Q. What is an urban legend?

FYI:
Urban legend: A story, which may at one time have been true, that has grown from constant retelling into a mythical yarn.(给出简要定义,便于您理解这种文化现象)

A.
Many people have heard the tale, occasionally alluded to in popular culture but more often imparted as a thing that "really happened to a friend of a friend," of the dotty grandmother who tried to dry off her damp poodle by placing it in the microwave oven. The dog exploded, sad to say, and Grandma has never been quite the same since.
That story isn't true, of course; it's an urban legend, circulating by word of mouth since the 1970s. It conveys a familiar moral message: new technologies can be a hazard, as well as a boon, to humankind (not to mention dogkind). Such an incident could have happened, but we have no real evidence that it did.

Urban legends, then, are apocryphal stories, told as true and plausible enough to be believed, about horrific, embarrassing, exasperating or ironic things that have supposedly happened to real people (see links to more examples below). They often deal with particularly vexing aspects of modern life.

In lieu of evidence, the teller of an urban legend is apt to rely upon good storytelling and the naming of allegedly trustworthy sources (e.g., "a friend of a friend who swears it's true") to bolster its credibility. As a type of folklore — defined as the beliefs, stories and traditions of ordinary people ("folks") — one way of differentiating between an urban legend and other kinds of narratives (popular fiction, for example) is by comparing where they come from and how they are disseminated. Legends tend to arise spontaneously and are rarely traceable to a single author or point of origin. They spread primarily from individual to individual through interpersonal communication, and only in atypical cases through mass media or other institutional means. Because they end up being repeated by many different people in many different places, the stories tend to change over time. Hence, no two versions of an urban legend are ever exactly alike; there can be as many variants as there are tellers of the tale.

The phrase "urban legend" entered the popular vocabulary in the early 1980s with the publication of folklorist Jan Harold Brunvand's earliest books on the subject, beginning with "The Vanishing Hitchhiker" (W.W. Norton: 1981). Although it has become all but synonymous in common parlance with "false belief," the term actually denotes a more complex and subtle social phenomenon having to do with the production and transmission of folk narratives — narratives which are indeed usually false, but which can also, on rare occasions, prove to be true.

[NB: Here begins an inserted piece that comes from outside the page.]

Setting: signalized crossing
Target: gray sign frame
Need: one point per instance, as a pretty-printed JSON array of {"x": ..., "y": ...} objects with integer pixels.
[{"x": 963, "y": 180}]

In brief, an urban legend will typically exhibit most or all of the following characteristics:

It is a narrative.
Its veracity is questionable.
It is alleged to be true.
It is plausible enough to be believed.
It is of spontaneous (or, at any rate, indeterminate) origin.
It varies in the telling.
It is attributed to a putatively trustworthy secondhand source (e.g., "a friend of a friend," "my sister's hairdresser's husband," etc.).
It is passed from individual to individual orally or in written form (e.g., via fax, photocopy or email).
It may take the form of a cautionary tale.